Please tell me what am I assuming wrong.
Thanks
Please tell me what am I assuming wrong.
Thanks
Dick said:Just showing that the value of a function is '-infinity' at a point and zero otherwise doesn't tell you it's a delta function. Apply the divergence theorem to grad(1/r) on a sphere around the origin to figure out how much 'charge' is there.
The Dirac Delta function, denoted as δ(x), is a mathematical function that represents an infinitely narrow and infinitely tall spike at the origin (x=0) and zero elsewhere. It is commonly used in physics and engineering to model point sources and impulse signals.

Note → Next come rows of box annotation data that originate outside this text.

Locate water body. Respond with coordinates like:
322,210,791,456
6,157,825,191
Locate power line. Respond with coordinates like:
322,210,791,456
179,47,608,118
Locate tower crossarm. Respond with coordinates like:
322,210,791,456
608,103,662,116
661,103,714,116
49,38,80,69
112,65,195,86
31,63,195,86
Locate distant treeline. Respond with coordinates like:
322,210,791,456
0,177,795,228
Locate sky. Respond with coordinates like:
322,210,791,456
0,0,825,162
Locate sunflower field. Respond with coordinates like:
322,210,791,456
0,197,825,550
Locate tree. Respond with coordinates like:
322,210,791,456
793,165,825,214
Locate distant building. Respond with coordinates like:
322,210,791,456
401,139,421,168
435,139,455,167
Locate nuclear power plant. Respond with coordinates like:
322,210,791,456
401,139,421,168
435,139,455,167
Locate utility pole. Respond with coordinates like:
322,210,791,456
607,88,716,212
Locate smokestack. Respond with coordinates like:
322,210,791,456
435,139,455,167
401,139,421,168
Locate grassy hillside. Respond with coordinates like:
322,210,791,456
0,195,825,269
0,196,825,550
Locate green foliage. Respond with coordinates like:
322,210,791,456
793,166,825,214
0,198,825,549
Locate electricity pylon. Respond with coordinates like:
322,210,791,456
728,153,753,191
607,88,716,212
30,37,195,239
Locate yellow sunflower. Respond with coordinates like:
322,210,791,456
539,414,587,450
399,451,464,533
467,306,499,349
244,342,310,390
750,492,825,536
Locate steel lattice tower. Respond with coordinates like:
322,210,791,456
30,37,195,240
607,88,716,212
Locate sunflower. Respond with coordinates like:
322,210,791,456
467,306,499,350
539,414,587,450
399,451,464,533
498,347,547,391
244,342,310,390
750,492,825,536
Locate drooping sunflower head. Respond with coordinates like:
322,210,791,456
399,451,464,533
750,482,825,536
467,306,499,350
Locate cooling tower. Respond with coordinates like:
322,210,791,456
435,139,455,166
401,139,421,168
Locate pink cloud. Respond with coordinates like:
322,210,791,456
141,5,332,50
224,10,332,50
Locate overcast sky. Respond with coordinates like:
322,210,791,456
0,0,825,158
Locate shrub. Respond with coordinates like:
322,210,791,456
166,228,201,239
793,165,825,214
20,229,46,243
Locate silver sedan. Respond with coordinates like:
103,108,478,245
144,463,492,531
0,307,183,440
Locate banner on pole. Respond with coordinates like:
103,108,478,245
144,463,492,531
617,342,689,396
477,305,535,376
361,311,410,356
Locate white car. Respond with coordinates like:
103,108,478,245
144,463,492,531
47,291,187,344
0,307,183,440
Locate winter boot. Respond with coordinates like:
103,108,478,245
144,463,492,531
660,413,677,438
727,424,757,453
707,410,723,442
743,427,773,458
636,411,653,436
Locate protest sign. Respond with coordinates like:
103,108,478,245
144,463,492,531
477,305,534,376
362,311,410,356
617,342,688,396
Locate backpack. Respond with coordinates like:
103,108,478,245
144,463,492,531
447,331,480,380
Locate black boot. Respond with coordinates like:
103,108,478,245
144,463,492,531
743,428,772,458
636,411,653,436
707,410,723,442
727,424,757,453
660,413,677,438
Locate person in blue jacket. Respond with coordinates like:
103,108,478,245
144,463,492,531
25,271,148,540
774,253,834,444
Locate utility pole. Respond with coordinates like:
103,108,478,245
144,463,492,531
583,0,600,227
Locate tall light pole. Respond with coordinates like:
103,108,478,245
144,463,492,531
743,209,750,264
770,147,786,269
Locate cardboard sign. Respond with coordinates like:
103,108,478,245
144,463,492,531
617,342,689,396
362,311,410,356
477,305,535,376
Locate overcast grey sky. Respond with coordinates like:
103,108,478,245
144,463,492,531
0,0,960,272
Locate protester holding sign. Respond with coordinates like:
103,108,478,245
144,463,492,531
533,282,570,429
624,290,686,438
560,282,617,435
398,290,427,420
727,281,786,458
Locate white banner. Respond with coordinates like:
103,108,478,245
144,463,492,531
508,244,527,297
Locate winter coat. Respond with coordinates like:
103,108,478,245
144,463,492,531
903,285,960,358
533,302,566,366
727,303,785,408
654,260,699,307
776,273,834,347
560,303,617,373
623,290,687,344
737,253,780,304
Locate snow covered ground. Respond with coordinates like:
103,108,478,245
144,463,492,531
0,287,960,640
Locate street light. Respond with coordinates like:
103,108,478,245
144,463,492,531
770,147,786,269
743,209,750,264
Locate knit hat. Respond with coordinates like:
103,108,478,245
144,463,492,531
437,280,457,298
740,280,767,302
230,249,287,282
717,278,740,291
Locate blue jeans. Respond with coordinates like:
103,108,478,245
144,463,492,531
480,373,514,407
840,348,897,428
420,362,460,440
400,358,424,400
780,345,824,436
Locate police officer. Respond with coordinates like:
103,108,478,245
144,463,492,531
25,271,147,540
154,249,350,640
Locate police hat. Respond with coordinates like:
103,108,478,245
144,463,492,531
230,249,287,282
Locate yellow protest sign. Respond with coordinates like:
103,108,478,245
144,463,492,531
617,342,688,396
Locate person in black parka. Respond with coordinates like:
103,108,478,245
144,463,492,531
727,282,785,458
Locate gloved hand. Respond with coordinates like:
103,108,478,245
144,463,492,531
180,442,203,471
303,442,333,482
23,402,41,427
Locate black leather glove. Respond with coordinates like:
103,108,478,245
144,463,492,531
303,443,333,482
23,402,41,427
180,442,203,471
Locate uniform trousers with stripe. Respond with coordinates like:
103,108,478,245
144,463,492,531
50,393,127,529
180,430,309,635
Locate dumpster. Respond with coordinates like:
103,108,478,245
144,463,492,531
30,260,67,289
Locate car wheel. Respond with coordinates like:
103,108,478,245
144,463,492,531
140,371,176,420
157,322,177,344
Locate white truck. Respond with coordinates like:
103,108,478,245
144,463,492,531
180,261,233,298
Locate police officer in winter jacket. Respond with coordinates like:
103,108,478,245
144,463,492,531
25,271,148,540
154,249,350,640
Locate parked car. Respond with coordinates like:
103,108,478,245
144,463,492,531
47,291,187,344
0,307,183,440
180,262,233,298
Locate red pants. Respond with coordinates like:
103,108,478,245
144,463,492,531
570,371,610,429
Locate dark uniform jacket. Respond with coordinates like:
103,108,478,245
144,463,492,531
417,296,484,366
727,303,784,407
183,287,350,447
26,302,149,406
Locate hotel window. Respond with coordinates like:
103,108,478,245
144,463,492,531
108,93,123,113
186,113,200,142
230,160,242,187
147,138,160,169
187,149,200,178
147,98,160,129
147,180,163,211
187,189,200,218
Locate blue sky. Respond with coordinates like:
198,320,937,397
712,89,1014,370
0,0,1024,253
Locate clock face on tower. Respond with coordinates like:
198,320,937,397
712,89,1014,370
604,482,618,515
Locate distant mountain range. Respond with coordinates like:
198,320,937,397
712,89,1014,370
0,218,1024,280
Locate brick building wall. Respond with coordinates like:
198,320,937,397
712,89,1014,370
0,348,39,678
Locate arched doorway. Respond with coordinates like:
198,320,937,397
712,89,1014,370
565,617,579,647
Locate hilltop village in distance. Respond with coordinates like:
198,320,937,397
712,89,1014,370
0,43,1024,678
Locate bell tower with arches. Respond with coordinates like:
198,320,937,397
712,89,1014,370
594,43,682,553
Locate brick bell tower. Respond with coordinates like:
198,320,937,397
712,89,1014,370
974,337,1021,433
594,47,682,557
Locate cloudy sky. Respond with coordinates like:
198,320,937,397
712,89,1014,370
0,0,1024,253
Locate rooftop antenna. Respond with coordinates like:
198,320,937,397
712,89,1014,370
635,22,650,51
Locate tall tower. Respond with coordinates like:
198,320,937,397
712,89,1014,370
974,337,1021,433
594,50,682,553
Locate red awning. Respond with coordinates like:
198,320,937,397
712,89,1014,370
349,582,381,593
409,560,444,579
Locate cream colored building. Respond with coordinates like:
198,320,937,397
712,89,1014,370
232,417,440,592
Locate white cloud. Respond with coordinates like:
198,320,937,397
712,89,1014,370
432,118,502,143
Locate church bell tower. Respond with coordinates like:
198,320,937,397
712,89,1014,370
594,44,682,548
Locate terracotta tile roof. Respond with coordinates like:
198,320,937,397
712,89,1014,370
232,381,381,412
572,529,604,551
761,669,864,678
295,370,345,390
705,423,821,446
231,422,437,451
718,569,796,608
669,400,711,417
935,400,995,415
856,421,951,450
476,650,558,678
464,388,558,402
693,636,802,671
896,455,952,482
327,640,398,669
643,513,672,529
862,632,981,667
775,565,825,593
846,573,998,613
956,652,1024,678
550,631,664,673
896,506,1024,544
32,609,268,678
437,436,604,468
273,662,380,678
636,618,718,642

The Dirac Delta function has three main properties: it is infinitely tall, it is infinitely narrow, and it integrates to 1 over its support. This means that the integral of the Dirac Delta function from negative infinity to positive infinity is equal to 1.
The Dirac Delta function can be thought of as a mathematical representation of an impulse or a point source. In physics and engineering, it is often used to describe the behavior of point masses, point charges, and point forces.
The Dirac Delta function has many applications in physics and engineering. It is used to model point sources in electromagnetic fields, to describe the behavior of particles in quantum mechanics, and to solve differential equations in engineering problems.
The Kronecker Delta function, denoted as δij, is a discrete version of the Dirac Delta function. It takes on the value of 1 when the two indices i and j are equal, and 0 otherwise. In other words, it is a discrete version of the Dirac Delta function with a finite number of possible values.